Для меня необходимой ложью была только вторая часть моего ответа, но допрашивающему он показался ложью весь, от начала и до конца, ложью такой бесстыдной, что я получил за это суровый упрек. Мне дали понять, что правосудие, к счастью, располагает недвусмысленными признаниями той, что нанесла рану. И, повинуясь непреодолимому стремлению быть искренним, я оказался так наивен, что не мог скрыть своего любопытства, своего страстного желания узнать, чем же руководствовалась нанесшая мне рану, когда покушалась на мою жизнь.
Ответ на этот вопрос был так грубо выплеснут мне в лицо, что я в нем почти захлебнулся.
— Ах вот как, вы, значит, всего-навсего хотели посадить ее на постели?
Я буквально онемел.
К тому же правосудие располагало и первыми показаниями моей жены, которая теперь с большим чем когда-либо основанием и, следовательно, с чистой совестью могла утверждать, что я давно уже был влюблен в Анну Розу.
И правосудие наверняка так и осталось бы при мнении, будто Анна Роза пыталась меня убить, защищаясь от грубого нападения, если бы сама Анна Роза клятвенно не заверила бы судью, что никакого нападения не было, что просто ее заворожили мои любопытнейшие рассуждения о жизни, заворожили настолько, что заставили ее совершить этот безумный поступок.

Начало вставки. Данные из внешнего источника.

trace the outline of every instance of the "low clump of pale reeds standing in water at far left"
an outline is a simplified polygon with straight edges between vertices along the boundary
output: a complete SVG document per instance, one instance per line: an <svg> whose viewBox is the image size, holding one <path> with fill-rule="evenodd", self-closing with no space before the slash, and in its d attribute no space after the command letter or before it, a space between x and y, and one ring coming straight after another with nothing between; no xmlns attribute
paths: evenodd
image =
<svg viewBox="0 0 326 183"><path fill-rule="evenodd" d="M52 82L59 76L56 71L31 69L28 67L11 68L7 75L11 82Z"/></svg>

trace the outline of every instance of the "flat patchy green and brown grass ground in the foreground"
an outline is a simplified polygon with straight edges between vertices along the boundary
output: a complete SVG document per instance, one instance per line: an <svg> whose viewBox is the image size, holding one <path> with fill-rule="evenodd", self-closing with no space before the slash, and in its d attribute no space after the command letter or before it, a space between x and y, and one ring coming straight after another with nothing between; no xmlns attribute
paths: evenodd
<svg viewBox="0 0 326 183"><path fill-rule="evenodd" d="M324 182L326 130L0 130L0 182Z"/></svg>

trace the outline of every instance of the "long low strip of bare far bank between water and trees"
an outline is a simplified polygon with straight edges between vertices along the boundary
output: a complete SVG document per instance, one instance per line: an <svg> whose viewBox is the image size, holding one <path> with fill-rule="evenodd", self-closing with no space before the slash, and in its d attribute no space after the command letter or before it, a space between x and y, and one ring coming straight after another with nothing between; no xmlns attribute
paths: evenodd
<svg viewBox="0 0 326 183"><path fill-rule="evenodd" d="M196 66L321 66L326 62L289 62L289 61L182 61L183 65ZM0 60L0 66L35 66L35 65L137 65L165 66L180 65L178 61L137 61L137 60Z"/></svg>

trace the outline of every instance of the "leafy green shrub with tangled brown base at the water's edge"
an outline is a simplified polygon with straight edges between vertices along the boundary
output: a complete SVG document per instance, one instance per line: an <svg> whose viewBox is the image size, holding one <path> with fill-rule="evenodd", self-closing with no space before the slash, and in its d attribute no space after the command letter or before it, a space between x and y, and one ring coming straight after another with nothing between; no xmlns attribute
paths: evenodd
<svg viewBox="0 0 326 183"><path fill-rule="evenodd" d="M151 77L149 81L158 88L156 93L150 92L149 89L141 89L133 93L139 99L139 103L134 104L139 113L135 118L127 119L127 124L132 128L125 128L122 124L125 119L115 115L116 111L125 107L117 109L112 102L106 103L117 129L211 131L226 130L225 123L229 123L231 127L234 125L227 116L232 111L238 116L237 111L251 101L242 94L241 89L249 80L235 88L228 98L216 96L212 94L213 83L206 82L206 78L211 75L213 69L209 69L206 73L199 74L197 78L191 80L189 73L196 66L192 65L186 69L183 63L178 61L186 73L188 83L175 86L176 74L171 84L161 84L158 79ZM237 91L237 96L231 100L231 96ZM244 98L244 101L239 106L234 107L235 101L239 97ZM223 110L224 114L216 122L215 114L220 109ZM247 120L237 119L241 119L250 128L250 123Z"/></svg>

Педантичный судья, не удовлетворенный слишком общей информацией, которую Анна Роза дала ему об этих моих рассуждениях, почел своим долгом приобрести информацию более точную и детальную и прибыл ко мне, чтобы поговорить со мной лично.
2. Зеленое шерстяное одеяло
Из больницы домой меня перенесли на носилках, а потом, уже выздоравливая, я перебрался из постели в кресло и блаженно растягивался в нем у окна, покрыв ноги зеленым шерстяным одеялом. Проваливаясь в сладостный и безмятежный сон, я опьянялся самыми фантастическими видениями. Пришла весна, и первое солнечное тепло погружало меня в истому неописуемой сладостности. Мне было просто страшно, когда я чувствовал, как ранит меня нежность и прозрачность нового воздуха, струившегося в мое полуоткрытое окно, и я старался от него прятаться; время от времени я поднимал глаза, чтобы полюбоваться яркой мартовской синевой, по которой плыли веселые сияющие облака. Потом я смотрел на свои руки, бескровные, все еще дрожащие, клал их на колени и кончиками пальцев нежно поглаживал зеленый пушок на одеяле. Мне казалось, что это — бескрайнее поле пшеницы, и, гладя его, я блаженствовал так, будто я и в самом деле был в этом поле и ощущал чувства такие давние, такие, казалось бы, давно позабытые, что к горлу подступала сладкая тоска.